Since he became coach of France after the 2011 Rugby World Cup, Saint-Andre has gone through 12 half-back pairings in his quest for the nine and ten who can guide France to glory in next year’s World Cup. That’s 12 different combinations in 31 Test matches…no wonder France have struggled in the past three seasons, winning just 13 matches and losing 16 with two draws.

Sebastien Tillous-Borde and Camille Lopez are the thirteenth pairing picked by Saint-Andre, and the signs are he’s finally found the men around which to build a team.

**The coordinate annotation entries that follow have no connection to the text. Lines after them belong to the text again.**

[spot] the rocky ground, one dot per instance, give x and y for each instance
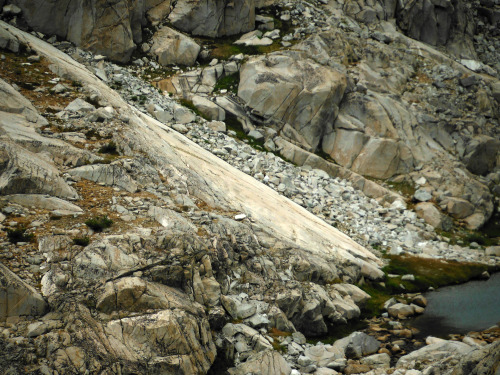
(128, 248)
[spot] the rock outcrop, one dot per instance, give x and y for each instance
(114, 28)
(185, 249)
(290, 89)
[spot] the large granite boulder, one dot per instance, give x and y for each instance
(18, 298)
(170, 47)
(365, 136)
(446, 22)
(289, 88)
(269, 362)
(106, 27)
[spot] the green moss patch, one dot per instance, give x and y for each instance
(338, 331)
(229, 83)
(430, 272)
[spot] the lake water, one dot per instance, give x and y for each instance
(472, 306)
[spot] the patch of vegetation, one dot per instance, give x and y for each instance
(427, 272)
(430, 272)
(229, 83)
(338, 331)
(374, 306)
(81, 241)
(466, 237)
(92, 133)
(276, 334)
(19, 235)
(98, 224)
(109, 148)
(234, 124)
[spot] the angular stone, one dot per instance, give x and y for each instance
(291, 89)
(211, 110)
(108, 174)
(170, 47)
(401, 311)
(18, 298)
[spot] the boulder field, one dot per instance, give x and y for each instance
(192, 210)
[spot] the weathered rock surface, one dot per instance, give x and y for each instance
(108, 174)
(170, 47)
(103, 27)
(18, 298)
(290, 89)
(196, 245)
(265, 363)
(214, 18)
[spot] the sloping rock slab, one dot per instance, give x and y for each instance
(107, 174)
(18, 298)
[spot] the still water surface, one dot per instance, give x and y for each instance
(472, 306)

The 29-year-old Tillous-Borde is playing the best rugby of his career at Toulon, finally fulfilling the potential he first showed when he burst onto the scene with Biarritz a decade ago.

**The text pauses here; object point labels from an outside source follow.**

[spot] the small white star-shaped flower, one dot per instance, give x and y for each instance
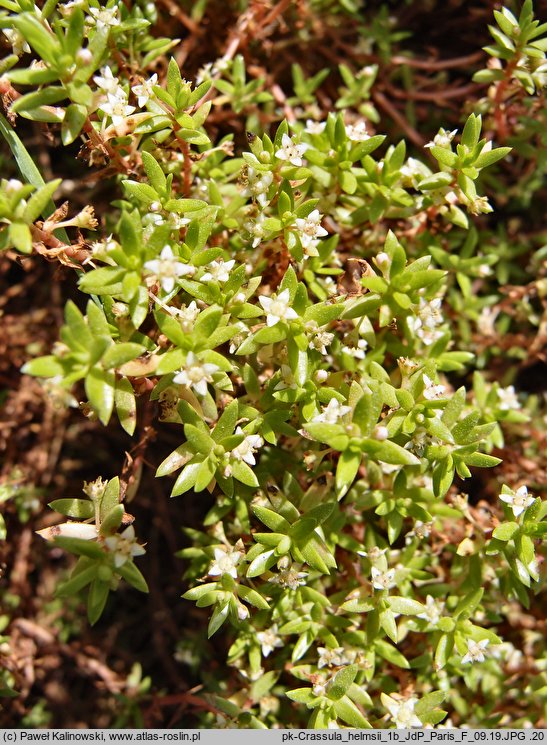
(225, 563)
(103, 17)
(144, 91)
(432, 391)
(402, 712)
(475, 651)
(382, 580)
(219, 271)
(290, 578)
(106, 81)
(518, 500)
(310, 226)
(186, 316)
(357, 132)
(277, 308)
(442, 139)
(196, 374)
(168, 268)
(332, 413)
(291, 151)
(314, 128)
(246, 449)
(124, 546)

First capped on France’s summer tour to Australia in 2008, Tillous-Borde won a further eight caps in the nine months that followed. Then he was abruptly jettisoned from the French squad by Marc Lievremont, a coach whose selectorial whims make Saint-Andre look positively steady by comparison.

Very un-French: Sebastien Tillous-Borde passes from No 9

Very un-French: Sebastien Tillous-Borde passes from No 9

Tillous-Borde is a very un-French scrum-half in that he doesn’t kick goals. It’s been a quirk of French rugby that they’ve produced a generation of kicking scrum-halves: Dimitri Yachvili, Jean-Baptiste Elissalde, Morgan Parra, Maxime Machenaud and Jean-Marc Doussain, while at the same time rearing a succession of fly-halves who have never exuded much confidence when handed the kicking tee. Francois Trinh-Duc and Frederic Michalak have lacked  quality and consistency while neither Remi Tales nor Jules Plisson have been up to scratch.

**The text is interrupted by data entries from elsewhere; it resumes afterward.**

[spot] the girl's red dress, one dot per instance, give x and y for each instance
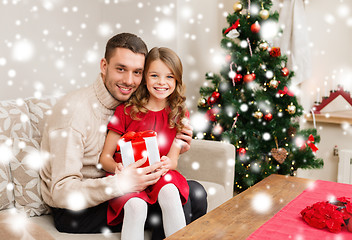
(157, 121)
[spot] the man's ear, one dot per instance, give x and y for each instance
(103, 66)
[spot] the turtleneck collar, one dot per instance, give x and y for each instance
(104, 96)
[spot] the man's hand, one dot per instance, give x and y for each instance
(135, 179)
(185, 135)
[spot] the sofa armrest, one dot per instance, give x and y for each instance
(210, 161)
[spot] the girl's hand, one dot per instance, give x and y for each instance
(167, 163)
(119, 168)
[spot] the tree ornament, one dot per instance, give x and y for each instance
(279, 154)
(258, 114)
(202, 102)
(217, 129)
(268, 117)
(255, 27)
(232, 27)
(249, 77)
(291, 109)
(275, 52)
(264, 14)
(285, 72)
(263, 46)
(291, 131)
(274, 83)
(241, 152)
(211, 114)
(213, 98)
(238, 78)
(237, 6)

Consequenly the scrum-half has been the dominant player in France’s half-back partnerships of the last decade, thereby emasculating the fly-half. Fine player that Parra is, for example, one sometimes has the feeling the Clermont scrum-half believes the team revolves around him.

Tillous-Borde and Lopez strike the right balance. The Toulon scrum-half is the senior in years and experience, but it’s Lopez who’s the primary decision-maker. The benefit is plain to see with the Clermont fly-half growing in confidence with each Test he plays.

Against Australia – only his third start for France, don’t forget – the 25-year-old landed six from seven shots at goal and produced a solid performance all round (save for two restarts that went straight out).

He’ll work hard to correct that flaw, as he’s worked tirelessly to improve his game ever since he joined Bordeaux in 2009. When he arrived at the club he was what the Bordeaux conditioning coach, Ludovic Loustau, called ‘a rough diamond’. And a chunky one, too. At 5ft 7in and more than 15 stone, Lopez was told he needed to shed one-and-a-half stones. He did it the hard way, rising each day at dawn for a one-to-one fitness session with Loustau before the rest of the Bordeaux squad had arrived for the day’s training.

Lopez’s mother admitted in a recent interview that her son had a weakness for ‘cochonneries’ (junk food), adding that since her son began taking his rugby seriously the change in his physique has been dramatic. What hasn’t changed, however, is his temperament. His technical coach at Clermont, Xavier Sadourny, told Midi Olympique recently of Lopez’s qualities: “He’s a hard-worker,” explained the former Clermont and Lyon fly-half. “Camille isn’t a guy who supports failure. To avoid it he demands extra sessions. Sometimes too many [and] I’m obliged to restrain him.”

Putting the time in: Lopez does extra's with coach Romain Teulet

Putting the time in: Lopez does extra’s with coach Romain Teulet

Lopez arrived at Clermont in the summer after an ill-fated season at Perpignan. A bright start in Catalan country was curtailed last December when a serious knee injury ruled him out for the rest of season and he was a helpless spectator as his  teammates suffered a catastrophic slump in form that ended in relegation to ProD2.

Moving to Clermont has been the best decision of Lopez’s young life. At Perpignan last season goal-kicking duties belonged to James Hook; at Clermont he’s been given the responsibility and he’s responded with stunning results, landing 32 of his 36 goals at kick, a success rate of 88.9%.

Responsibility. It’s what every fly-half requires, and if Saint-Andre continues to give it to Lopez he’ll finally have found the fly-half France have been craving for years.